Redžo Mulić (Rexho Mulliqi, Redžo Mulić/Реџо Мулић; 18 March 1923 - 10 February 1982) was a Yugoslavian composer from Montenegro and husband of singer Nexhmije Pagarusha.

He was born in Gusinje, Kingdom of Serbs, Croats and Slovenes (now Montenegro) into an ethnic Albanian family, and attended an Islamic seminary in Skopje (now North Macedonia) until 1941. He then moved to Pristina (in Kosovo) for the next three years and enrolled in the Belgrade Musical School in 1946, but he was unable to finish his studies as he was soon arrested and convicted for political reasons. In 1953, he was released from prison and returned to Kosovo; he worked as a music teacher in Prizren, and later as a producer for Radio Pristina. Mulliqi was married twice. His second wife was Nexhmije Pagarusha, also known as the "Nightingale of Kosovo", for whom he composed many successful songs and was part of her success.
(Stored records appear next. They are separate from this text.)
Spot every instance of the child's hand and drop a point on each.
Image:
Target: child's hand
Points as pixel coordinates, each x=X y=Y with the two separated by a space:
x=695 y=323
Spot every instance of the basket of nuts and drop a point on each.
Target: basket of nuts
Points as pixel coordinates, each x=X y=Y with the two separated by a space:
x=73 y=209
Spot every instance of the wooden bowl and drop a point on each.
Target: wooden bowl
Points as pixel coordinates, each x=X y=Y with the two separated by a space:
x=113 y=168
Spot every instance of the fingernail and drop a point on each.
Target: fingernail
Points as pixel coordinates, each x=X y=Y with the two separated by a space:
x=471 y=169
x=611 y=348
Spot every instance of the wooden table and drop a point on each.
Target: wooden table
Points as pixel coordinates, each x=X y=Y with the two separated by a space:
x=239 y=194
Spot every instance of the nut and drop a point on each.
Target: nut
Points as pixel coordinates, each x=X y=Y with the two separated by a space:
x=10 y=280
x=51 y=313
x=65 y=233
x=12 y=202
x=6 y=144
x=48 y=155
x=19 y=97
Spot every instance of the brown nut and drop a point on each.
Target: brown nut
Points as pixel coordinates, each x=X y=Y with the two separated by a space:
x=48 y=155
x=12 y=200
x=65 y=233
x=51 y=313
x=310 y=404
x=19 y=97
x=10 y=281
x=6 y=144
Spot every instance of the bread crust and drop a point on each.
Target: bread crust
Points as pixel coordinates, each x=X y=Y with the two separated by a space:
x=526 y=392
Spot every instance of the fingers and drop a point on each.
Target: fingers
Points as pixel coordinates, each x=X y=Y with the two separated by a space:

He authored a variety of musical works, ranging from symphonies to choral songs. Notably he is the author of two ballets (Nita and Legjenda mbi ngadhënjimin), as well as of the music on the Era dhe Lisi, a 1979 movie. His opus became well-known and was performed throughout the former Yugoslavia. He received numerous awards and state decorations.